Through examining the data collected from the designed survey, we found that people in Taiwan showed high confidence in their AI knowledge. Moreover, people showed a high level of support toward AI’s capacity to improve human lives and at the same time admitted the potential that human lives could be monitored or even ruled by AI. Briefly speaking, they were highly involved in AI, with a very positive attitude and a sense of risk toward AI, similar to people in developed countries such as the US, Canada, and France in previous studies [5,97]. We tested people’s sentimental response to AI and found that most of them thought of AI as convenient, admirable, hopeful, close, and worrying and dangerous simultaneously. Thus, we can conclude that people in Taiwan are “rational optimists” or “practical optimists” regarding AI.
People in Taiwan tended to agree that AI should develop, but with effective international and domestic governance. Most respondents thought AI could create as much as possible but without autonomous decision-making capacity, i.e., not self-aware like AGI. This result confirmed again that people in Taiwan wanted to develop AI with well-defined and well-managed restrictions. Moreover, they understood that private benefit is the real driving force of AI development. That is, they dealt with realism and idealism altogether like typical educated people in a democratic society with an open market economy.
This study is one of the pioneering works incorporating how people think of the linkages between AI and the SDGs. The SDGs for quality education, industry innovation, and good health had the highest support rate. In contrast, those for reducing inequality, eradicating poverty, and economic growth gained the most concern. It was also observed that people did not care about the SDGs related to gender and other inequality.
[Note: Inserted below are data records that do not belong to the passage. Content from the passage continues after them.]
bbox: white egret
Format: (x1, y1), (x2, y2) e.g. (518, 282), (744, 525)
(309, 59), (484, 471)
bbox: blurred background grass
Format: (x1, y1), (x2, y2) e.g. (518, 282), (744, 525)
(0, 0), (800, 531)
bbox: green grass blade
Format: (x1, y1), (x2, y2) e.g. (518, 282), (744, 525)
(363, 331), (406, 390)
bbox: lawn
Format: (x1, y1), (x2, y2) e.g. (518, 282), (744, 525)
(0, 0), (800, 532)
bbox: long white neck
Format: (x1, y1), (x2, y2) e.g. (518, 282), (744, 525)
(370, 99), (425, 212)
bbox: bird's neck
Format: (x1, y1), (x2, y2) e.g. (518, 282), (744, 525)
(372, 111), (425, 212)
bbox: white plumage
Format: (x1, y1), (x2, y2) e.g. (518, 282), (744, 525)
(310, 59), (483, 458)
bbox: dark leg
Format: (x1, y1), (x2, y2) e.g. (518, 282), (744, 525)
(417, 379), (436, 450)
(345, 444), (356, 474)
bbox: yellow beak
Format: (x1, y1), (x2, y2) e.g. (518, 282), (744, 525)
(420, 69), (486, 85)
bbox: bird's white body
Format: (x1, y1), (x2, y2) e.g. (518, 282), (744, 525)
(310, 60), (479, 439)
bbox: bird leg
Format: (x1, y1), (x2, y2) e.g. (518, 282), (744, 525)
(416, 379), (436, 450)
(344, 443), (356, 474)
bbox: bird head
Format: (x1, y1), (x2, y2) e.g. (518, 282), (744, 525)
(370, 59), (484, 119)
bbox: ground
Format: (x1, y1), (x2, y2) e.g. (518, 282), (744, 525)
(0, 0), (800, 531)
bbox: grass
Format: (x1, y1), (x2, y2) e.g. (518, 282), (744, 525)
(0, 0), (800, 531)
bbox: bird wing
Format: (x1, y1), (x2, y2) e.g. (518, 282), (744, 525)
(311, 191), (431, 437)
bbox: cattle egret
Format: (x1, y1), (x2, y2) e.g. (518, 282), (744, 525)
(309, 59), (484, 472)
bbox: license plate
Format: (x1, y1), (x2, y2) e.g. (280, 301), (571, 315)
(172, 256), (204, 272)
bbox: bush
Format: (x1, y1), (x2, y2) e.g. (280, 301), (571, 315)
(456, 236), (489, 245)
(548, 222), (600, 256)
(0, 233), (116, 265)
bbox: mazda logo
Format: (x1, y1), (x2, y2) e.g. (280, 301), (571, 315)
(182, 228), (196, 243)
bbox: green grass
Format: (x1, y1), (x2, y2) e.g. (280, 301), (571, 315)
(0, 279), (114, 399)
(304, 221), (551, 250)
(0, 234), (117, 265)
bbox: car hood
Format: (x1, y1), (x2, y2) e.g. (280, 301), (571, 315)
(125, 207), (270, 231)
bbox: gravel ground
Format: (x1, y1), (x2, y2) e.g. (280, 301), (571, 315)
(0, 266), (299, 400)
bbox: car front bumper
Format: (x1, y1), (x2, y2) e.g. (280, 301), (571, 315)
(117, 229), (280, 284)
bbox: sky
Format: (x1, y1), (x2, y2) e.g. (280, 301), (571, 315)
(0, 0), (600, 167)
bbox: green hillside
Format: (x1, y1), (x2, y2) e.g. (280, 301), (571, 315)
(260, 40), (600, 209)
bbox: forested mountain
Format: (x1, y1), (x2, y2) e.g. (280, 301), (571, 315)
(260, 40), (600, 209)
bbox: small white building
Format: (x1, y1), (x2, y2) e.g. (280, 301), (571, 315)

These results reflected the current situation in Taiwan that people thought they lived in an equal society as universal education, the unique health care system, and good socio-economic development offered the supporting power. Their worries about the possible negative consequences of AI development were also prominent. According to the data analysis, education played as the base for constructing a sustainable AI-aided town with an embedded innovative circular economy and high-quality water and energy services, making the residents live healthier lives. Strong correlations can be found among the three categorized AI–SDG linkages, representing a synergized point of view among the three categories of SDGs when the respondents considered AI. The findings of this study can be referred to when the perceptions of AI and sustainability issues were of interest for emerging high-tech economies such as Taiwan and other Asian countries.
The results of this study can echo the vision and context of “AI for Good” that AI-related issues are complicated and multi-dimensional. Thus, we need to use AI to improve people’s living quality and minimize the gaps between different groups at the same time. The survival and development of human beings are the ultimate objectives of all initiatives and efforts toward sustainable development. As the SDGs have become a commonly used framework to interpret sustainable development in various fields, the AI–SDG connections were shown to be applicable to indicate the critical issues of AI, i.e., the safety and dignity of humans. Cybersecurity has already been recognized as one highly prioritized source of apparent global risks by the WEF [19]. People in a newly industrialized and democratic society such as Taiwan treated transparency, ethics, and full civil participation as the key factors of successful AI governance. This finding agrees with the core values of the SDGs, diversity, inclusion, and “no one left behind”.
We have tried to consider diversified viewpoints and aspects related to people’s perceptions toward AI, together with AI–SDG connections. However, we also needed to limit the questionnaire length to maintain the quality of sampling. Limitations of this research also included that sampling was not employed randomly. Although we assumed that people capable of answering the AI-related questions should have internet access, the sampling bias might exist as there were still many people not connecting themselves to cyberspace for different reasons.
Based on the results of this study, we may plan for further research with the survey questions more focused on the issues identified as critically important in this study. With more resources prepared, the sampling can be carried out systemically following the stratified random sampling standards. Furthermore, the quantitative research results can be strengthened with qualitative methodologies such as focus groups or expert interviews. Extended studies can also be planned and implemented for AI-related technology professionals to understand possible differences between their perceptions of AI and those of laypeople. How these professionals weigh AI development and sustainability in multiple aspects is also of significant interest.
In Taiwan, a new Ministry of Digital Development has been in the preparation stage for several years, aiming at digital government, information governance, industrial development, and other related tasks. The research results of this study can be good background information for the government as well as the civil society to have intense discussions concerning the balance between cybersecurity and data sovereignty and the trade-off between management efficiency and governance ethics. Diversified opinions could be observed from multiple stakeholders. Additionally, incorporating the framework and core values of the SDGs into AI governance should be emphasized in an open and democratic society.

Author Contributions

S.-C.Y. coordinated the study and wrote most of the manuscript; A.-W.W. performed the statistical analysis and edited the draft; H.-C.Y. and H.C.W. helped design the questionnaire and collect data; Y.-P.K. helped edit the manuscript; P.-X.C. helped check statistical tests. All authors have read and agreed to the published version of the manuscript.

Funding

This research was funded by the Ministry of Science and Technology, Taiwan (MOST 107-2511-H-003-049-MY3, 2018).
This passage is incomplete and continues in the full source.